In Mexico's northwest, between the Sierra Madre mountains and the Pacific Ocean, the state of Sinaloa has been called the "cradle of the biggest [drug] traffickers Mexico as ever known." Its state capital, Culiacán, is the drug capital of the entire country. An average of two to three drug-related deaths are reported daily, and the drug violence between police and rival drug gangs is commonplace in the city. The children idolize either Culiacán native Julio César Chávez or the macho traffickers. However, just around the corner of the statehouse, on the wrong side of the railway tracks, a shrine exists as an amalgamation of the region's narcocultura and its Catholicism. There, homage is paid to Jesús Malverde, also called the narco-saint. A constant stream of people can usually be found there, placing candles near busts, leaving framed photographs of loved ones they wish healing or protection upon. One can pay for music to be played in thanks for bountiful harvests of marijuana and poppy, in hopes for a safe drug run up north, or for a timely cure for someone's illness.
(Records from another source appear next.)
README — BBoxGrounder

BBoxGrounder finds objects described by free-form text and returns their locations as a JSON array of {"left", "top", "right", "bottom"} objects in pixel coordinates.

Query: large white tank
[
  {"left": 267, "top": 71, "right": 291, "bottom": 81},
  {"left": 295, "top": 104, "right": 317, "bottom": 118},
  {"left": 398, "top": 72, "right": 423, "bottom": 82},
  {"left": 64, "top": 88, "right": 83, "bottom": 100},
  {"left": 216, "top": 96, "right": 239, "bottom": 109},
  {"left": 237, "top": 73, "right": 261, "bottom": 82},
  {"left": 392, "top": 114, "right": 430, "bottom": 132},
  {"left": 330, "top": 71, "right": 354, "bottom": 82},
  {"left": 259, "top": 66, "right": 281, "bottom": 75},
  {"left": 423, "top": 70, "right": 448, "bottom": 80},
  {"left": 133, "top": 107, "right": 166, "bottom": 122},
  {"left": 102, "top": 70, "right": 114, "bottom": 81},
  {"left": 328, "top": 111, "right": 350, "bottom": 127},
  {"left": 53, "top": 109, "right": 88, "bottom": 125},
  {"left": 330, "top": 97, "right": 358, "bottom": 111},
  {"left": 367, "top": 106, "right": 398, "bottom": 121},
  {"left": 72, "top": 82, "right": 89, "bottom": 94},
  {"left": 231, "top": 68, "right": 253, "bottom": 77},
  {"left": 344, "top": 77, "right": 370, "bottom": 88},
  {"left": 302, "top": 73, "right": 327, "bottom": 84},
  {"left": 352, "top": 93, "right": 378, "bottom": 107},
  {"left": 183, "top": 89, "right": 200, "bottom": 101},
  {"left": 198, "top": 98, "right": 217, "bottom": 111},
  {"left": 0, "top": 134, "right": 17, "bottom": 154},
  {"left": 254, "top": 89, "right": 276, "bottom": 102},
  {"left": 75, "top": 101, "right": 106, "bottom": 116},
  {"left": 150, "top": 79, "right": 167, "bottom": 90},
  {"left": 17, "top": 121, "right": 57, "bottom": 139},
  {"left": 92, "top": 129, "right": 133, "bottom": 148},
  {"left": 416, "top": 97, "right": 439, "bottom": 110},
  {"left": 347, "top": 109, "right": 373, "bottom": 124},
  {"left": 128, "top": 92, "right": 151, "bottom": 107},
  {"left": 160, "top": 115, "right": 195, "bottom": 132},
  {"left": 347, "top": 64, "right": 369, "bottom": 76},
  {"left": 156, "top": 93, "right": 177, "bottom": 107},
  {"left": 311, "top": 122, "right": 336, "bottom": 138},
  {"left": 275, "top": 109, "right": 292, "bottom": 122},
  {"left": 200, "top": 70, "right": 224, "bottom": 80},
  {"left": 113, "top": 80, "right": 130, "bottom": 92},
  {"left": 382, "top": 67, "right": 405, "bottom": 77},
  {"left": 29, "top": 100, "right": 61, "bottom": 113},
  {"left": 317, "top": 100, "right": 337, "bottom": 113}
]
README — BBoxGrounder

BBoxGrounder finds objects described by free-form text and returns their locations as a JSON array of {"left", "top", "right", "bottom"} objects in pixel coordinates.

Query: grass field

According to one legend, Jesús Malverde was a Robin Hood figure of the early 1900's who was hanged by the governor. He himself did not traffic drugs, but after his death his reputation for working miracles drew faith strongest among Sinaloa's poor and highland residents, the classes from which narco-traffickers emerged. Malverde has become the patron saint for many drug smugglers, though the local diocese says the Malverde chapel is an embarrassment. The priests lament the glorification of a man who robbed and killed, though citizens of Sinaloa have found it harder to have faith in a political system that enforces a drug war responsible for the many deaths of their own people. Historians cannot seem to find documentation of his existence, but even still miracles such as the healing of the blind and crippled, the returning of lost cattle, and the saving of a drowning man have been attributed to him. One theory is that the governor who wanted him arrested actually invented the Malverde legend to keep in check the abuses by his more brutal hacienda owners. If that is true, it is highly doubtful the governor could have envisioned the cultural iconography he inspired.
Today at Malverde shrine, visitors rub concrete busts with his fabled image; dark eyes, black hair, thick mustache, square jaw, and ever-expressionless face. People from Southwest America and all over Mexico come to visit the shrine and pray. Sometimes they are housewives having taken an 11-hour bus ride solely for the purpose of grateful prayer and sometimes they are drug runners on a detour, asking not to be shot again. The poor and those made wealthy in the drug smuggling industry come together at this place to be blessed by Jesús Malverde. Corridos dedicated to his memory can be bought on cassette tape, and velvet paintings and busts are sold to bring his likeness home, along with trinkets, medallions, and cards. The many ballads written in his honor portray him to be a contemporary Heraclio Bernal, a nineteenth century bandit often sung about in corridos, also from Sinaloa.
When the statehouse was being built during the 1970s over the original site of the shrine, opposition was so fierce that Sinaloan officials had to provide land for a larger, roofed chapel. Ethnographer Sam Quiñones writes:
They say all of Culiacán turned out to see the demolition of the pile of pebbles that supposedly marked the place where Malverde was buried. They say, too, that the pebbles began to jump like popcorn and that the bulldozer operator had to get drunk to have the guts to roll over it and that finally the machine broke down when it touched the grave.